Q: You may not solve a problem or work your way through a particular difference, but you come away with a new attitude toward the other person?

A: One of our basic wisdom saying, I suppose you could call it, in doing scripture reasoning is we’re not aiming at consensus so much as a friendship. In other words that as we engage more and more deeply with the texts of the others and our own texts, what tends to happen is that we understand each other’s texts more. We often see much more clearly where the differences lie, but we emerge from that with an understanding, a mutuality, and often friendship across those boundaries, even though the key issues of truth are not resolved.

Q: What are the principal differences between Christianity and Islam?

A: One could go on a long listing the theological differences, and one would begin with God, the Trinity, and so forth, their response to Jesus, who figures in both traditions, but understood very differently as regards divinity and crucifixion and so forth. But I just stop there because the scriptural reasoning approach to this is not to list theological differences and then discuss them. Our approach to it is to take texts, to try to understand how each tradition has come to their understanding of whatever it is that divides us, and then to speak from where we are about those differences. Now, in other words, we don’t tend to just headline all those major differences, but we engage in this conversation around text. And often what we find as we do that is that we reach into all sorts of different dimensions of Islam and Judaism and Christianity that we’ve begun with by headlining that issue. And it is far more moving and it leads to a deeper community…We don’t tend to start by focusing on the differences and then conceptualizing further about them, because what we find that often leads to traditionally is to a usual list of suspects as regards what divides these communities. We are more interested in engaging in these terribly rich texts, which are often not done justice to by just taking out these big theological differences, and as we engage with these rich texts we find we get a much richer understanding of each other and also of ourselves. I mean, the really remarkable thing, of course, that we find is that the deeper you go into engagement with the other, the deeper you need to go into engagement with your own tradition. And the ignorance that you discover about your own tradition is at least as great as the ignorance about the other.

Q: What do you make of the very common way many approach trying to learn something about another religion — by seeking common ground? How effective is that?

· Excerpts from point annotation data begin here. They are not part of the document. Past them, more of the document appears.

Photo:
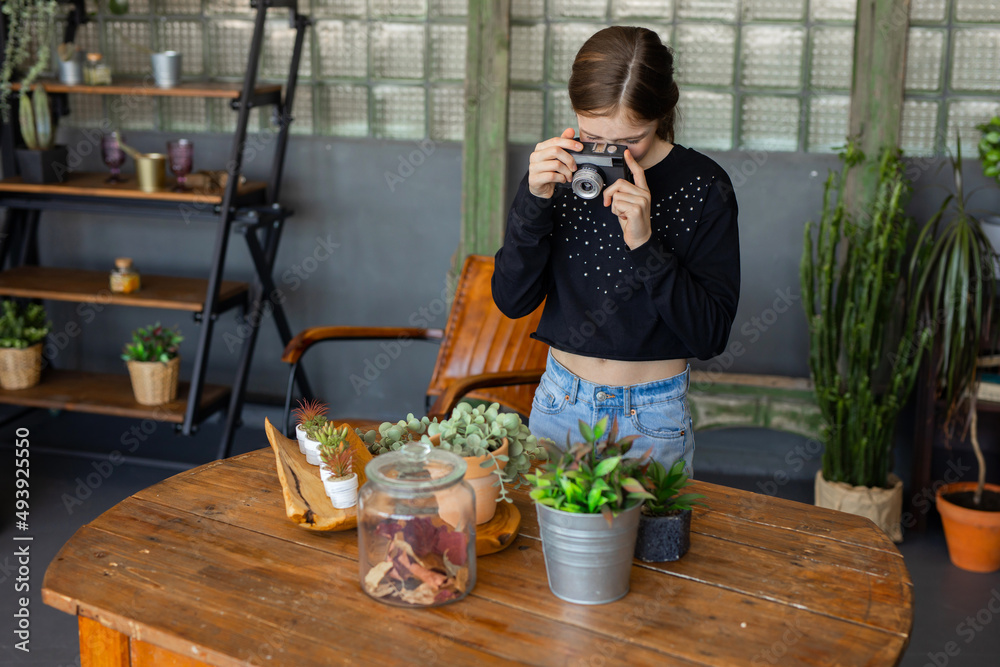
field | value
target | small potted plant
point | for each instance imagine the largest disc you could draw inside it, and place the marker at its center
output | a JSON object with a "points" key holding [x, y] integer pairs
{"points": [[497, 447], [154, 363], [42, 161], [21, 333], [337, 470], [665, 521], [588, 503], [309, 415]]}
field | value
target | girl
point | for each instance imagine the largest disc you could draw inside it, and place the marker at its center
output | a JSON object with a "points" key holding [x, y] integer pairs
{"points": [[635, 281]]}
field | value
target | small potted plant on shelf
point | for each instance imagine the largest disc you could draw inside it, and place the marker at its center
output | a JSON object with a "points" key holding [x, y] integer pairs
{"points": [[588, 503], [665, 520], [22, 331], [42, 161], [865, 342], [154, 363], [310, 415], [337, 470], [30, 27], [497, 447], [962, 266]]}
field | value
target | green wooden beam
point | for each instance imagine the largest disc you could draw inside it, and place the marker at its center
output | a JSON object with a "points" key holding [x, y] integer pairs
{"points": [[484, 154], [877, 85]]}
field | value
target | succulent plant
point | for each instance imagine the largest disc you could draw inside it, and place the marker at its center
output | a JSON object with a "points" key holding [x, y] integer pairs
{"points": [[665, 487], [154, 343], [335, 450], [22, 327], [311, 415], [35, 116], [594, 476], [469, 431]]}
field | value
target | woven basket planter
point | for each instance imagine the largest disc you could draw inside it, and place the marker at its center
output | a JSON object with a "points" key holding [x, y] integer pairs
{"points": [[154, 382], [20, 368]]}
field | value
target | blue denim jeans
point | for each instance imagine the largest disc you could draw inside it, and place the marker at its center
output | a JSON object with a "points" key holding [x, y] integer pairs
{"points": [[657, 412]]}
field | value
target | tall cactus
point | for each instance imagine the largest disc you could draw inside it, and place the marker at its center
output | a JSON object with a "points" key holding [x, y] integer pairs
{"points": [[865, 341], [35, 117]]}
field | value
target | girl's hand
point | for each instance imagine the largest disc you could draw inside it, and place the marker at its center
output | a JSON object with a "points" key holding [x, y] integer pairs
{"points": [[551, 163], [631, 203]]}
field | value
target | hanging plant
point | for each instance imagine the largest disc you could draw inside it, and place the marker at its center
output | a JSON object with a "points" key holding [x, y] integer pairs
{"points": [[25, 19]]}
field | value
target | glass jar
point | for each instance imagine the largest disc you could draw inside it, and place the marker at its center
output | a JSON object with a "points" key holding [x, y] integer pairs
{"points": [[417, 528], [124, 279], [97, 72]]}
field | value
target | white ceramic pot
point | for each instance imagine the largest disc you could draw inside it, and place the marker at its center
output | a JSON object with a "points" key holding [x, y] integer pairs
{"points": [[300, 435], [343, 491], [311, 448]]}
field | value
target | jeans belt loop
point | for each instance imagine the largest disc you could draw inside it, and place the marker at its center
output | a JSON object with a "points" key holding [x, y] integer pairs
{"points": [[573, 390]]}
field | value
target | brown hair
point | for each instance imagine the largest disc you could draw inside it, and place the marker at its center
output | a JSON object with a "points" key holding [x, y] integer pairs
{"points": [[626, 69]]}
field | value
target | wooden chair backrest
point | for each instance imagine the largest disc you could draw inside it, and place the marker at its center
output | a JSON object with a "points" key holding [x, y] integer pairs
{"points": [[480, 339]]}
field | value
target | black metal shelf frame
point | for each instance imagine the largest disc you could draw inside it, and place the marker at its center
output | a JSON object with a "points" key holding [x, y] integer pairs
{"points": [[260, 225]]}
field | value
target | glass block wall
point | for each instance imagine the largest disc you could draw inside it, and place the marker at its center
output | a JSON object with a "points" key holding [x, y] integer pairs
{"points": [[754, 74]]}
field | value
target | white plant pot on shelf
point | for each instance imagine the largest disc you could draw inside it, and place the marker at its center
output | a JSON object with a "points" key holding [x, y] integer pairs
{"points": [[343, 491]]}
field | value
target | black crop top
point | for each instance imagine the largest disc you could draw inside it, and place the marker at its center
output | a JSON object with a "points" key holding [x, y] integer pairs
{"points": [[673, 297]]}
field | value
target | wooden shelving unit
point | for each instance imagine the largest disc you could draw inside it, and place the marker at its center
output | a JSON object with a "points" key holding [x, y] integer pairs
{"points": [[110, 394], [251, 208]]}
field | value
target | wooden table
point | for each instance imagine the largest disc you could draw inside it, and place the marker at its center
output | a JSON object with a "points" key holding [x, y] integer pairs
{"points": [[204, 568]]}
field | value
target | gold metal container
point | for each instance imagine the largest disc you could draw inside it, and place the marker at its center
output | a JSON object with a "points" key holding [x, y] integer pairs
{"points": [[151, 168]]}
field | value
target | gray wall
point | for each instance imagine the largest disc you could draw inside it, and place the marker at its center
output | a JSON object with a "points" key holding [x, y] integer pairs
{"points": [[394, 245]]}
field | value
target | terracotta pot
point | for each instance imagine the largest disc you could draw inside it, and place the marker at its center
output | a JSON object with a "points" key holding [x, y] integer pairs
{"points": [[883, 506], [973, 536], [20, 368], [154, 382], [482, 482]]}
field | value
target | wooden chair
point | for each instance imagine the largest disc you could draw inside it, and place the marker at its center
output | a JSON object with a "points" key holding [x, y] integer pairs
{"points": [[483, 355]]}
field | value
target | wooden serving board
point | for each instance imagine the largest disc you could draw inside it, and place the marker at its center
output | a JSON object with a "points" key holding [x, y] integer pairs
{"points": [[307, 504]]}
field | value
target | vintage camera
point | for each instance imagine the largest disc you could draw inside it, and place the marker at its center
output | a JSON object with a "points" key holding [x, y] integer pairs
{"points": [[598, 165]]}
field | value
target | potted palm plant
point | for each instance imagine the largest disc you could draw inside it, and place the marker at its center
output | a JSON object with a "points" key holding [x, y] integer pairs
{"points": [[588, 502], [865, 342], [22, 331], [337, 470], [665, 520], [959, 291], [153, 360]]}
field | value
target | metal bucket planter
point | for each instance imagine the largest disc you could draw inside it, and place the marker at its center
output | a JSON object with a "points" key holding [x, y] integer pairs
{"points": [[586, 560], [663, 538]]}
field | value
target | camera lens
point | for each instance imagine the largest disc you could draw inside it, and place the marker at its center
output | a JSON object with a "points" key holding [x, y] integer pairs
{"points": [[587, 182]]}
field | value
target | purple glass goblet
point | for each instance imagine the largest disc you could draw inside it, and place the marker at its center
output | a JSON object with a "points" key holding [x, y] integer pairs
{"points": [[181, 155], [113, 156]]}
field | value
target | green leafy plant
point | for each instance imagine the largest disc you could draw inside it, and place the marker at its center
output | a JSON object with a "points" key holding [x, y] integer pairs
{"points": [[864, 340], [592, 476], [958, 288], [311, 416], [153, 343], [989, 148], [665, 488], [335, 450], [27, 21], [469, 431], [36, 120], [22, 327]]}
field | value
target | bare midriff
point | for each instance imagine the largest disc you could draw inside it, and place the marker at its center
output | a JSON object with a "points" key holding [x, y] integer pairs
{"points": [[615, 373]]}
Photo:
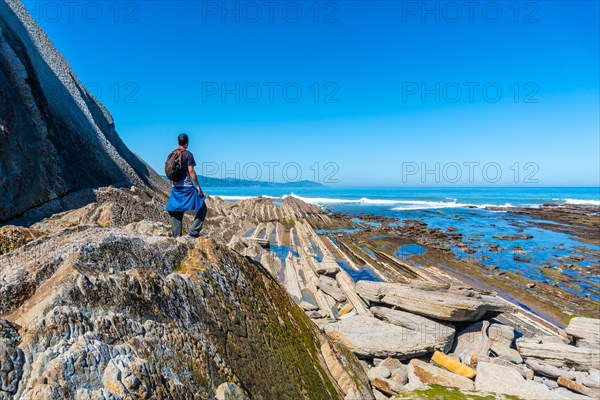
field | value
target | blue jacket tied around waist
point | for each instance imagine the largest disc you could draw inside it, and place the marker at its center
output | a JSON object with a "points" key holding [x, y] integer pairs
{"points": [[184, 199]]}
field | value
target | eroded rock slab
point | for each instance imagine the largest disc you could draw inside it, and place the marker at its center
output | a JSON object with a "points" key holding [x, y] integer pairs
{"points": [[370, 337], [443, 302], [506, 380]]}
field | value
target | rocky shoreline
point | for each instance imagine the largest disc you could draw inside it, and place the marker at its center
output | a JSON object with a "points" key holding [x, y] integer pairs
{"points": [[278, 299], [409, 331]]}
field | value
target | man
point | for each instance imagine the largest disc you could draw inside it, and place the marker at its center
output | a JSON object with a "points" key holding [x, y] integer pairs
{"points": [[184, 196]]}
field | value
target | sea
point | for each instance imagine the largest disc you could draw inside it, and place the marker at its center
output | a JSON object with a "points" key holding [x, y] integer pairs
{"points": [[465, 209]]}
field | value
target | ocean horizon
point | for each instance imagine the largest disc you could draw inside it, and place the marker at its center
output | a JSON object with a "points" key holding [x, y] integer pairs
{"points": [[368, 199]]}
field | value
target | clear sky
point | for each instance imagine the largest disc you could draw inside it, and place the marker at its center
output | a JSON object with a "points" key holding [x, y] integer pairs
{"points": [[381, 89]]}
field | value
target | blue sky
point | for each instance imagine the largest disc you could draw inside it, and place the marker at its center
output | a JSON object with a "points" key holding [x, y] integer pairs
{"points": [[386, 86]]}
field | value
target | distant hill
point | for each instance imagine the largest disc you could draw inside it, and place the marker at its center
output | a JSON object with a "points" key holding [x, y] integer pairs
{"points": [[232, 182]]}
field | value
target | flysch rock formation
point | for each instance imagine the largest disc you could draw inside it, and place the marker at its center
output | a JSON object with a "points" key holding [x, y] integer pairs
{"points": [[98, 302]]}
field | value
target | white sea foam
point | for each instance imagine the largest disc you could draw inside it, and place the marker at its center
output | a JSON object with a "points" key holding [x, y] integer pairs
{"points": [[583, 202], [401, 205], [236, 198]]}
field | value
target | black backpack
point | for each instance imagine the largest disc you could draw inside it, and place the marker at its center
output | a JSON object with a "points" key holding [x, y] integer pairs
{"points": [[174, 168]]}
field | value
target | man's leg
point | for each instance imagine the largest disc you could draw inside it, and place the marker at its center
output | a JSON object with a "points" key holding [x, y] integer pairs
{"points": [[176, 222], [198, 221]]}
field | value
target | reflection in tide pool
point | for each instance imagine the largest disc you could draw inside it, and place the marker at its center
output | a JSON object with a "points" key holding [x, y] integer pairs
{"points": [[409, 250]]}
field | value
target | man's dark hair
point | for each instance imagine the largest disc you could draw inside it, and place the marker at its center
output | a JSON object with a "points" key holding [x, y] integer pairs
{"points": [[183, 139]]}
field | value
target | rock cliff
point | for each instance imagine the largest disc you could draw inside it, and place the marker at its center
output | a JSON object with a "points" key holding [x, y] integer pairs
{"points": [[55, 138]]}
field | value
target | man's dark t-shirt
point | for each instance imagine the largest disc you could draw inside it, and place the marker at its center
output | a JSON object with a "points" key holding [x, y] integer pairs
{"points": [[187, 159]]}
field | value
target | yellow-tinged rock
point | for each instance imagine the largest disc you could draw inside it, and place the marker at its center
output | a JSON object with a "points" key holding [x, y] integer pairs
{"points": [[346, 309], [452, 365]]}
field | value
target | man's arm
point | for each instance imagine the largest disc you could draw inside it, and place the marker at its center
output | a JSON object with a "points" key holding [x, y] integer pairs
{"points": [[194, 177]]}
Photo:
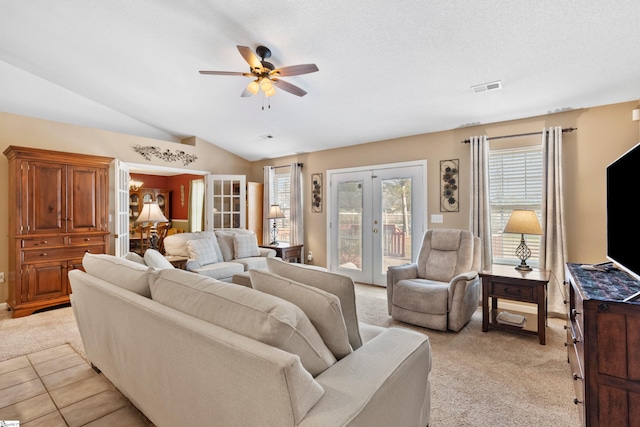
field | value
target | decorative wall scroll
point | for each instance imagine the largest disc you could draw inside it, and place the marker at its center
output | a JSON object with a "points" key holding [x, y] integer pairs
{"points": [[165, 155], [449, 186], [316, 192]]}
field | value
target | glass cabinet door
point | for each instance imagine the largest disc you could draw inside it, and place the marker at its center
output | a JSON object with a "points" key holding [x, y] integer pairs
{"points": [[227, 202]]}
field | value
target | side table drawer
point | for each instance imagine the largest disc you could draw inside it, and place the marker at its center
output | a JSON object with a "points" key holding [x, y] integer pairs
{"points": [[520, 292]]}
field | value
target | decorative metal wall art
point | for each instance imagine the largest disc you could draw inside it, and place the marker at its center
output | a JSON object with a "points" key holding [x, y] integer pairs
{"points": [[165, 155], [316, 192], [449, 186]]}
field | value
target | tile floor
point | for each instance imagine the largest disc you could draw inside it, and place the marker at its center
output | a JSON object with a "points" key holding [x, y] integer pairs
{"points": [[57, 387]]}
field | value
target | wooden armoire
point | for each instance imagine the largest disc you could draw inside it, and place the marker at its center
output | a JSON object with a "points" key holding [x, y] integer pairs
{"points": [[58, 211]]}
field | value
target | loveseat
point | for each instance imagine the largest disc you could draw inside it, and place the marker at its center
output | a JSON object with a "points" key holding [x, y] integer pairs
{"points": [[220, 254], [194, 351]]}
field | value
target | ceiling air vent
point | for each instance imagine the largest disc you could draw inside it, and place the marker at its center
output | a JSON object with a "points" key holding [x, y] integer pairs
{"points": [[487, 86]]}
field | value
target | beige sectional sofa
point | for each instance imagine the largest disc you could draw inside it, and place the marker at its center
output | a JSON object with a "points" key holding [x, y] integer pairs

A: Well, we’re rather suspicious of that. We’re not against it, of course. If you can find common ground — great. But in our experience, if you start off by seeking common ground, you tend to get a lowest common denominator from each of the traditions. You abstract something fairly thin that’s not absolutely central to them, and you say, “This is where we can come together.” And then at the first sign of trouble, there’s an earthquake and the common ground dissolves. Now what we say as an alternative to seeking common ground in that form is to go deeply into the particular traditions of each, and try to find there ways of reaching towards things that have analogies in each tradition. In other words, that are similarities without being identities. You don’t claim identity, because these traditions are obviously so deeply different in the way in which they have developed and are practiced in the world today. But if you engage with the scriptures, you make sure that you’re on very different texts, that in relation to those texts you can never forget how different you are. And of course that can be more so in relation to Jews and Christians who share a common text. If you look at the different ways they interpret that text, then you see how deep the differences are there.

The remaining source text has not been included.